More monologue recapitulating new (hopefully non-erroneous) insights:
Only when the summed variables are uncorrelated. Things become more complicated when they’re not.
This crucial distinction hasn’t been emphasized enough in the materials I’ve seen: the fact that there are, in fact, two layers of uncertainty in elpd_diff, and se_diff only describes one of them. For the uninitiated, matters are made worse by the fact that the models under comparison might have perfectly good convergence, with no warnings or red flags whatsoever, and the second layer of uncertainty in elpd_diff (its variability by random seed) might go completely unnoticed.
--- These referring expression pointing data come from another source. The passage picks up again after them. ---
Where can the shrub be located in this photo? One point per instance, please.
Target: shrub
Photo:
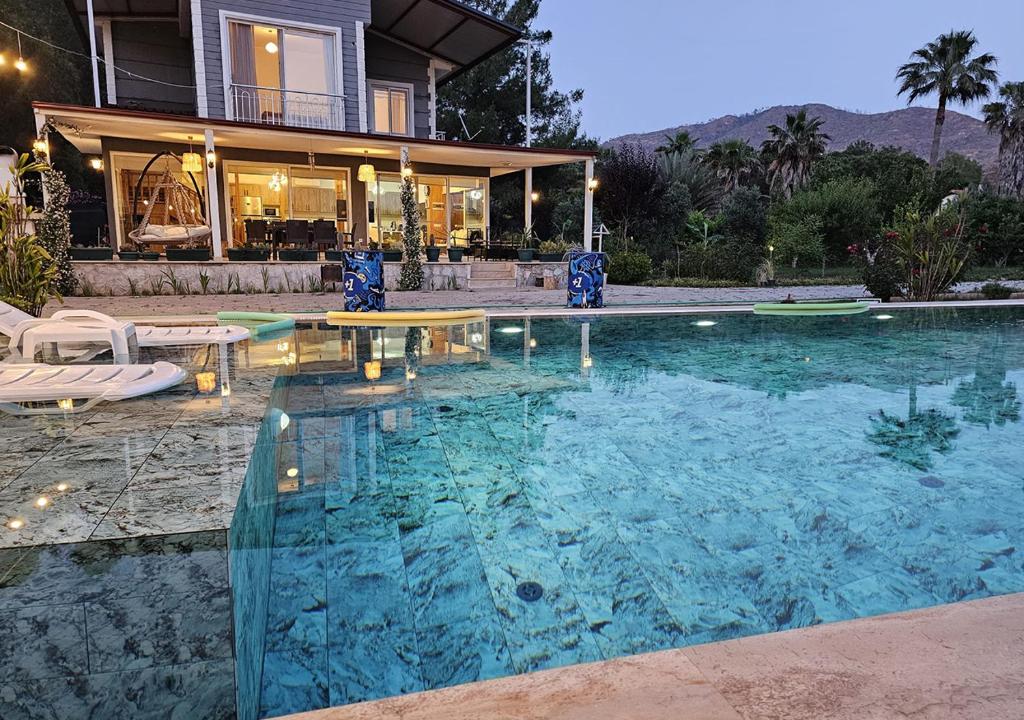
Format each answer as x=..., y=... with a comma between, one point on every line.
x=995, y=291
x=629, y=268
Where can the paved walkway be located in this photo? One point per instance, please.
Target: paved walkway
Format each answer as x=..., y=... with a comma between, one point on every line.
x=958, y=662
x=615, y=295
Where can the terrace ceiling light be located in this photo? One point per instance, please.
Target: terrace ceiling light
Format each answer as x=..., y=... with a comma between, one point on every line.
x=367, y=172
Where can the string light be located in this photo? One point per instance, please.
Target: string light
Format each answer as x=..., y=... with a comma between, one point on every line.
x=22, y=66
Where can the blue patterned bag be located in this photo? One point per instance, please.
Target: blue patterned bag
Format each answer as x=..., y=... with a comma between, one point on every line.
x=586, y=288
x=364, y=281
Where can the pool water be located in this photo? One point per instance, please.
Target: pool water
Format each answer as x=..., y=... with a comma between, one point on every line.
x=657, y=482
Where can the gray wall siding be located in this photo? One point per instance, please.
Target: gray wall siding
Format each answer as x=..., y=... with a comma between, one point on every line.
x=387, y=60
x=333, y=13
x=156, y=50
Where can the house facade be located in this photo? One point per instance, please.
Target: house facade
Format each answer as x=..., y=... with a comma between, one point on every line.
x=286, y=100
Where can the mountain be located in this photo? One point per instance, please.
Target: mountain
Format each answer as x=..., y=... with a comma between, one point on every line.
x=909, y=128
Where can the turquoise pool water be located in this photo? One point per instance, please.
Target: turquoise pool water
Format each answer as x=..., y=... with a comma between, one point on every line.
x=664, y=482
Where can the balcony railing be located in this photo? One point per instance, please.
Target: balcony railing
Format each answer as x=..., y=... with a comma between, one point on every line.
x=271, y=106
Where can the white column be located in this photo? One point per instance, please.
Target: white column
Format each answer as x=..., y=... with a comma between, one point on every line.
x=527, y=210
x=213, y=199
x=588, y=205
x=92, y=51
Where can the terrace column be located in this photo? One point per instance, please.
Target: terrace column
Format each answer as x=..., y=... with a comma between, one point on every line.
x=213, y=197
x=92, y=51
x=588, y=205
x=527, y=208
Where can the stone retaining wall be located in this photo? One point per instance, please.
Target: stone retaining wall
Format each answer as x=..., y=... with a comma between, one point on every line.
x=140, y=278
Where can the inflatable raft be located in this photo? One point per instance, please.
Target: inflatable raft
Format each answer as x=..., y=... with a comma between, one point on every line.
x=810, y=308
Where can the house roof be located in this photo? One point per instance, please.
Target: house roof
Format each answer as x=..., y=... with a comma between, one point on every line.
x=451, y=31
x=85, y=127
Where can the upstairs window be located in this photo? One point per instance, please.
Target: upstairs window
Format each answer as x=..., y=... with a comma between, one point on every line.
x=392, y=109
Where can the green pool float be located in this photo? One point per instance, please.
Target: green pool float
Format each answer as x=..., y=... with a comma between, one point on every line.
x=258, y=323
x=800, y=309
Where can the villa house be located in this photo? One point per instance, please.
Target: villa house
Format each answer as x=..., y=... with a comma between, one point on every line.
x=286, y=102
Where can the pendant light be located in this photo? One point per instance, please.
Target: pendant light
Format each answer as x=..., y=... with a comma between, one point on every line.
x=190, y=162
x=367, y=173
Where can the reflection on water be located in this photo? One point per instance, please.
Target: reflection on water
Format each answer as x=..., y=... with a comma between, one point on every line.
x=666, y=482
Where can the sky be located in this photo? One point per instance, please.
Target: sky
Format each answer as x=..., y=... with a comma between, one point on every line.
x=648, y=65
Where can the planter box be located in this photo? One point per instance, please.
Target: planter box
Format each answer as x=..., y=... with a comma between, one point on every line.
x=188, y=254
x=293, y=255
x=91, y=253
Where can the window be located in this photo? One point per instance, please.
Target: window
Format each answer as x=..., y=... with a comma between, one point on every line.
x=283, y=76
x=392, y=108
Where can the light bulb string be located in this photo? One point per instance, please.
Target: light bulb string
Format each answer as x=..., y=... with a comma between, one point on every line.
x=127, y=73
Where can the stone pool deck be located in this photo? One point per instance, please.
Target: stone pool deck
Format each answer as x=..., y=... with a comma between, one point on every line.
x=958, y=662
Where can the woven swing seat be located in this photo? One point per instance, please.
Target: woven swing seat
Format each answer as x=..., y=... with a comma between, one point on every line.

In teaching myself how independent these two uncertainty layers are, I found the following mock-data simulation to be helpful: suppose we’re predicting the height of working-age adults in two similar countries, and we are especially interested in whether the two populations differ. Suppose that they actually do — by a tiny amount — and our sample size is not sufficient to identify the difference reliably. Here’s the mock data:
N <- 400 # set insufficient sample size
set.seed(340)# for reproducibility
# Create "true" populations:
finland <- data.frame(sexF = rep(c(0,1), times = c(2765962,2868214)))
denmark <- data.frame(sexF = rep(c(0,1), times = c(2953238,2988150)))
# Generate y from "true" data-generating process:
finland$height <- with(finland, rnorm(nrow(finland), mean = 180 -sexF*15, sd = 6))
denmark$height <- with(denmark, rnorm(nrow(denmark), mean = 181 -sexF*15, sd = 6))
# Collect an inadequate sample from the "true" populations.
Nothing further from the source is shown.